You might be able to squeeze a bit more than what you're currently getting through ESX, but I think the best I've seen or heard of at large packet sizes inside ESX is roughly 4 Gbps at 1500 MTU.

alfredo

Hi Chris,

Thanks for your response. I guess Mbps is not always the same. ;)

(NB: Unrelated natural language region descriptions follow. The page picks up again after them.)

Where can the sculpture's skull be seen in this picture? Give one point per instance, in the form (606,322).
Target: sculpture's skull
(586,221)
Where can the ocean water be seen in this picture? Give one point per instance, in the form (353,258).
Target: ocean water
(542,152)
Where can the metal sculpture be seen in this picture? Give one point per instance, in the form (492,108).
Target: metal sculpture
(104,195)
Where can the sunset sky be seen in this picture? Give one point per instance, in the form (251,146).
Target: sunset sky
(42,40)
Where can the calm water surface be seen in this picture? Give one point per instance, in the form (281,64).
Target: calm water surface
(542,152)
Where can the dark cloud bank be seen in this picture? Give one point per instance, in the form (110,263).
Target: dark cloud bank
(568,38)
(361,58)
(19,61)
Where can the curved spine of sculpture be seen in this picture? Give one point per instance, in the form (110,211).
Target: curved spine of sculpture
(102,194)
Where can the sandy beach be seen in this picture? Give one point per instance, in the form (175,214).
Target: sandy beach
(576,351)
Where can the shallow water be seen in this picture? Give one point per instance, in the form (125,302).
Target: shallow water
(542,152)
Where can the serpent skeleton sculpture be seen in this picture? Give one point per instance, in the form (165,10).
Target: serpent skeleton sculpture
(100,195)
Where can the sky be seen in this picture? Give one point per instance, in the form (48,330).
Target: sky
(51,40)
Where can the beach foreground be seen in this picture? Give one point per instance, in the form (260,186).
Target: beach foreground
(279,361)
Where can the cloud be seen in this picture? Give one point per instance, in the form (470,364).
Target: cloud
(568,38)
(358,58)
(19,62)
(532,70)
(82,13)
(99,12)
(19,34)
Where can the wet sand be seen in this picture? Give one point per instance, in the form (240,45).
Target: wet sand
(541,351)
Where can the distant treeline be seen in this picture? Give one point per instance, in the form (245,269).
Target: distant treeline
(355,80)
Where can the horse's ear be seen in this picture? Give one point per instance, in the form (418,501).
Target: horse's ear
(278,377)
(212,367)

Could you provide some instructions or would we have engage your services to obtain -at least - the 4Gps? This is important to us.

Thanks so kindly,

Alfredo.

alfredo

Instructions please.

cmb

Check the "go faster" box.

There are no instructions, or anything I'm aware of to impact what you're getting.

Soyokaze

@alfredo:

Interestingly, a 'top -SH' reveals

last pid: 9532; load averages: 0.51, 0.20, 0.11 up 0+04:57:10 19:03:27
159 processes: 11 running, 118 sleeping, 30 waiting
CPU: 0.8% user, 0.0% nice, 5.6% system, 6.8% interrupt, 86.7% idle
Mem: 20M Active, 121M Inact, 225M Wired, 57M Buf, 7557M Free
Swap: 2047M Total, 2047M Free

PID USERNAME PRI NICE SIZE RES STATE C TIME WCPU COMMAND
11 root 155 ki31 0K 128K CPU4 4 296:40 100.00% idle{idle: cpu4}
11 root 155 ki31 0K 128K CPU7 7 296:37 100.00% idle{idle: cpu7}
11 root 155 ki31 0K 128K CPU1 1 295:31 100.00% idle{idle: cpu1}
11 root 155 ki31 0K 128K RUN 3 296:35 96.97% idle{idle: cpu3}
11 root 155 ki31 0K 128K CPU5 5 296:32 93.99% idle{idle: cpu5}
11 root 155 ki31 0K 128K RUN 6 296:27 89.99% idle{idle: cpu6}
11 root 155 ki31 0K 128K CPU2 2 296:37 86.96% idle{idle: cpu2}
12 root -92 - 0K 512K CPU0 0 3:55 55.96% intr{irq258: vmx0}
86328 root 52 0 56664K 6828K select 3 0:11 48.97% curl{curl}
11 root 155 ki31 0K 128K RUN 0 292:34 48.00% idle{idle: cpu0}

Try with only 1 vCPU. Just try.

Does plaing with "Disabling checksum offload" change anything?